The 1988 Olympics were important to me, and not just because of the men’s competition. Later in these Games, there was the women’s long program and the competition between Katarina from East Germany and Debi from the United States. Debi was someone we wanted to encourage, a woman of color, a very athletic woman who was juggling her skating and her studies at Stanford. I was in awe of that. Katarina had won the Olympic gold medal in 1984 and was back to try to win another.
Katarina won gold, and what I will always remember is how she finished her program, “dying” at the end. No one has ever died so gracefully on the ice as her. My sister Karen and I recorded the show and played it over and over, imitating Katarina’s death scene. After the 1988 Olympics, it was “Sign Me Up For It” – I couldn’t get enough of figure skating.
Both women skated to “Carmen” for their long programs. Katarina captivated the judges as always but left the door open for Debi, but Debi unfortunately made a few mistakes and finished third, taking bronze, while Canadian Liz Manley snuck in to take silver at residence.

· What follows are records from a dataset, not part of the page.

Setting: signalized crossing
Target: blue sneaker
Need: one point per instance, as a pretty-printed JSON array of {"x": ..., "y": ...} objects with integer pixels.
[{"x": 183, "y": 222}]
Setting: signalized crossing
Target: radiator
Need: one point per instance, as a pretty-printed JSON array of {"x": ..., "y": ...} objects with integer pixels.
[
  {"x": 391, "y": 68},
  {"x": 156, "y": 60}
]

It was another one of the magical programs that came to life on those VHS tapes of my childhood. Before the 1976 Olympics, there was a clip from the 1974 World Championships in Munich, where the crowd booed the judges’ scores for a West German skater just before Dorothy was due to come skate. I think Dorothy thought the crowd was booing her, which was understandable, and it got to her until she pulled herself together, skated well and won the silver medal. I was so impressed with how she handled this pressure.